In a previous post, I noted that Governor Romney’s budget plan was essentially unscorable (as he himself stated ) because he was so vague on the tax expenditures he was going to eliminate. That fog of obfuscation lifted slightly yesterday, with Governor Romney’s not-for-public attribution comments to donors. From Sara Murray, in the WSJ:
PALM BEACH, Fla.—Mitt Romney, speaking at a private fundraising event on Sunday, offered the first details of deductions he would eliminate or limit in order to offset the income tax cut he has proposed for all taxpayers.
Mr. Romney, the presumptive Republican nominee for president, said he would eliminate or limit for high-earners the mortgage interest deduction for second homes, and likely would do the same for the state income tax deduction and state property tax deduction.
As Matthew O’Brien notes in the Atlantic, the numbers still don’t add up:
Which brings us back to Romney’s recent run-in with a hot mic. During a more candid moment at a fundraising event, reporters overheard Romney lay out at least two loopholes he would consider closing: the mortgage interest deduction on second homes for high-earners and state income and property tax deductions. Let’s consider these in turn.
The mortgage-deduction on second homes is about the lowest of low-hanging fruit when it comes to tax reform. Everybody agrees that the mortgage deduction on first homes, let alone second homes, is bad policy. For one, it incentivizes people to take on more debt. For another, it’s doubly regressive. Not only do the rich get bigger deductions due to their higher brackets, but they also have bigger mortgages to deduct. Getting rid of this loophole is a potential cash cow that would go a long way towards making our tax code saner. Unfortunately, Romney only wants to close it for a small sliver of a small sliver of buyers. According to Loren Adler of the Bipartisan Policy Center, Romney’s proposal would only raise about $15 billion over 10 years. In other words, about a third of the revenue the Buffett Rule would generate in a world where the Bush tax cuts for high-earners expire.
There is real money, though, in Romney’s proposed end to state and local deductions. According to Chuck Marr of the left-leaning Center on Budget and Policy Priorities, axing this loophole would yield roughly $860 billion in new revenue over a decade. That deserves serious plaudits. Of course, there’s a problem. Romney’s tax cuts are so deep that this only fills about 20 percent of the fiscal hole he creates.
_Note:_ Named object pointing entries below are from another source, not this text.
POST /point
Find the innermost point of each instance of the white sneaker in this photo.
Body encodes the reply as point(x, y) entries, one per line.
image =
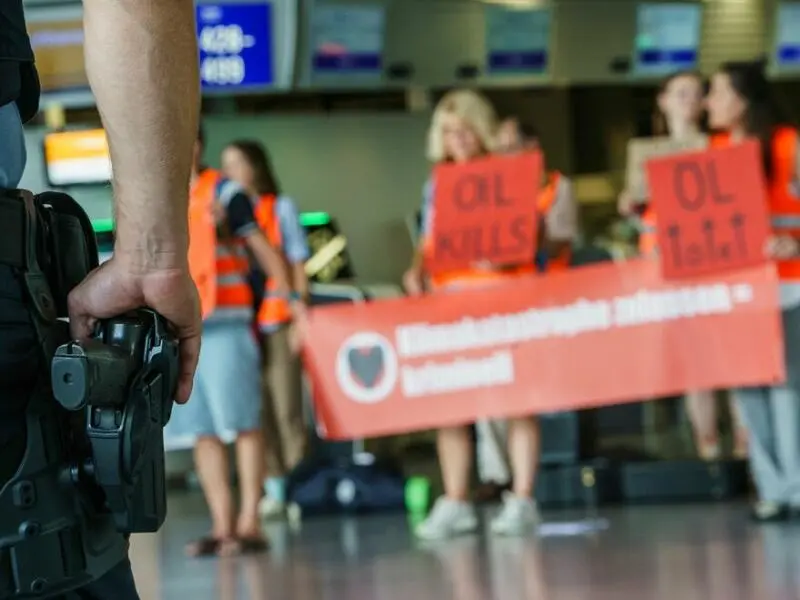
point(448, 518)
point(271, 509)
point(518, 516)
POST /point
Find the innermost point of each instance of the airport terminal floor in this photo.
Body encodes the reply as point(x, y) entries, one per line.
point(690, 552)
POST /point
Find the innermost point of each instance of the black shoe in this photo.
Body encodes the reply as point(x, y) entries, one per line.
point(770, 512)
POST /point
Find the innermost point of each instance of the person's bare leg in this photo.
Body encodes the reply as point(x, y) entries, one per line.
point(740, 437)
point(702, 409)
point(213, 470)
point(454, 445)
point(523, 449)
point(250, 467)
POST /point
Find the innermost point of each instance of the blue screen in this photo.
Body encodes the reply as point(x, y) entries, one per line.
point(347, 39)
point(667, 38)
point(235, 42)
point(788, 36)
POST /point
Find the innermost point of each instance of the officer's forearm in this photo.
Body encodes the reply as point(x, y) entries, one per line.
point(141, 58)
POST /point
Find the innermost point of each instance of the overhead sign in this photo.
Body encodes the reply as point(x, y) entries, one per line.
point(347, 39)
point(517, 39)
point(787, 35)
point(667, 38)
point(58, 49)
point(236, 45)
point(485, 211)
point(539, 344)
point(78, 157)
point(712, 210)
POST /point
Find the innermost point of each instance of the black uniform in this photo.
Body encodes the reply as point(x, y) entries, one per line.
point(21, 359)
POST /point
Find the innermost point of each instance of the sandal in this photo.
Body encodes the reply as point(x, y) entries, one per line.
point(207, 546)
point(252, 545)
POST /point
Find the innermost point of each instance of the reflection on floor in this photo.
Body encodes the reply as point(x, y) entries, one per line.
point(676, 553)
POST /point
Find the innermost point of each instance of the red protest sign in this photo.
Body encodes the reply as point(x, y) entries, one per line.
point(712, 210)
point(485, 211)
point(594, 336)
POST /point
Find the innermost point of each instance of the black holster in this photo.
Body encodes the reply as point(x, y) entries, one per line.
point(52, 537)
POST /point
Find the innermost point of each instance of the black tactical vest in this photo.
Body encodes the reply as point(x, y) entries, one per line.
point(18, 79)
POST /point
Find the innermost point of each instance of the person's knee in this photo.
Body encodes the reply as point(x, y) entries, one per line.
point(252, 435)
point(206, 440)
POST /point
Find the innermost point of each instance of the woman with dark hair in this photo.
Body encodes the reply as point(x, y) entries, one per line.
point(741, 106)
point(679, 115)
point(281, 319)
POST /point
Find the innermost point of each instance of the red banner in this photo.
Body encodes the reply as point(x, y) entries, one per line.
point(594, 336)
point(712, 210)
point(485, 211)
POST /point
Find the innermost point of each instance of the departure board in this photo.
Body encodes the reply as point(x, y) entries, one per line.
point(667, 38)
point(517, 39)
point(347, 39)
point(236, 46)
point(787, 36)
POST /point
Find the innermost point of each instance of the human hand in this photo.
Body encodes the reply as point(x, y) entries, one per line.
point(116, 288)
point(412, 282)
point(625, 203)
point(781, 247)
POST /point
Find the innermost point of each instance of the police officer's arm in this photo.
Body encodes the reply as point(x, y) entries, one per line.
point(243, 224)
point(141, 59)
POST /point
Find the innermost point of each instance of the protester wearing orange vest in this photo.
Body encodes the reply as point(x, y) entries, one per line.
point(281, 320)
point(559, 232)
point(464, 127)
point(679, 115)
point(226, 401)
point(740, 104)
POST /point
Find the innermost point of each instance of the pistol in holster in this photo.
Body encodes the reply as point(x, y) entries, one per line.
point(93, 468)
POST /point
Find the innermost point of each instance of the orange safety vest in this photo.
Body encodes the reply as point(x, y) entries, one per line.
point(275, 309)
point(547, 198)
point(470, 277)
point(218, 267)
point(783, 205)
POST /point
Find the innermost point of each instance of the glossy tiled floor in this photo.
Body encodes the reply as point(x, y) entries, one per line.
point(676, 553)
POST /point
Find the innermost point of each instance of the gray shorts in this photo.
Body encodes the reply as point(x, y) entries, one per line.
point(12, 147)
point(226, 399)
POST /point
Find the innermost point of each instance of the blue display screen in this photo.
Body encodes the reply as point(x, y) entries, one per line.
point(517, 39)
point(787, 35)
point(236, 45)
point(347, 39)
point(667, 38)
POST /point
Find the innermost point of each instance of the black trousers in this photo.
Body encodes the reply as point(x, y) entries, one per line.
point(20, 365)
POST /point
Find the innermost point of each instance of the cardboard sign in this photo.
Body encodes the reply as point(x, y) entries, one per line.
point(485, 212)
point(641, 150)
point(592, 336)
point(712, 210)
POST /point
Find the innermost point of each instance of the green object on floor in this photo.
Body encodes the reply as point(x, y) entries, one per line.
point(418, 495)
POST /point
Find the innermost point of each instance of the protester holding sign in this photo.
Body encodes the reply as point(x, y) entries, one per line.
point(741, 105)
point(464, 128)
point(679, 118)
point(558, 231)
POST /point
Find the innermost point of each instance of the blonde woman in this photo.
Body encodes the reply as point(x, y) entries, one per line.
point(464, 128)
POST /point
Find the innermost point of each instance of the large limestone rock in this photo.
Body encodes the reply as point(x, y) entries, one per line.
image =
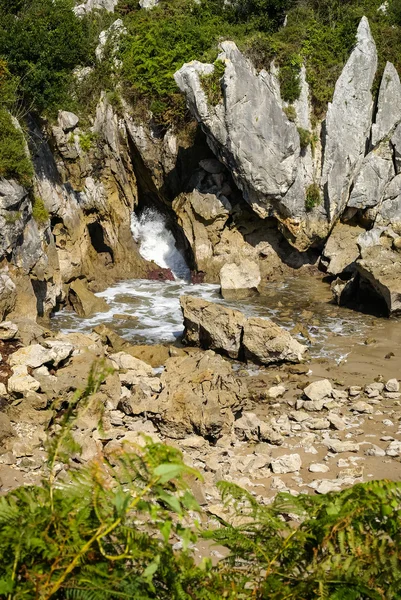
point(200, 394)
point(341, 250)
point(249, 132)
point(388, 113)
point(212, 326)
point(265, 342)
point(348, 121)
point(239, 280)
point(84, 302)
point(381, 267)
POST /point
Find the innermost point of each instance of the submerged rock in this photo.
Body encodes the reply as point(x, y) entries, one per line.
point(239, 281)
point(213, 326)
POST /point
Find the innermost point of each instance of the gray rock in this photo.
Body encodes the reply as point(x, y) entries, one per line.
point(67, 120)
point(239, 281)
point(265, 342)
point(388, 113)
point(212, 326)
point(341, 250)
point(376, 172)
point(288, 463)
point(318, 390)
point(392, 385)
point(249, 131)
point(8, 330)
point(348, 121)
The below chart compares how much Mitt Romney’s tax cuts cost versus how much his loophole-closing saves, on an annual basis. (Note: “Revenue Lost: Law” shows how much Romney’s tax cuts costs if the Bush tax cuts expire; “Revenue Lost: Policy” shows how much Romney’s tax cuts costs if the Bush tax cuts do not expire; “Revenue Gained: Romney” shows how much new revenue he generates from closing loopholes).
Figure 1: Source: Matthew O’Brien, “Mitt Romney’s Tax Plan Is Still a Mathematical Failure,” Atlantic (April 16, 2012).Just in case you were wondering who benefits from all the other deductions, exemptions and so forth in the current tax law, David Leonhardt in the NY Times provided the answer:
Source: D. Leonhardt, “Coming Soon: ‘Taxmageddon’,” NYTimes, 15 April 2012.Still, if Governor Romney were to appeal to the Heritage Foundation, I’m confident he could get a “dynamic score” that would make everything add up; see the magic done on the Ryan plan here and here. (Where are you, Bill Beach?)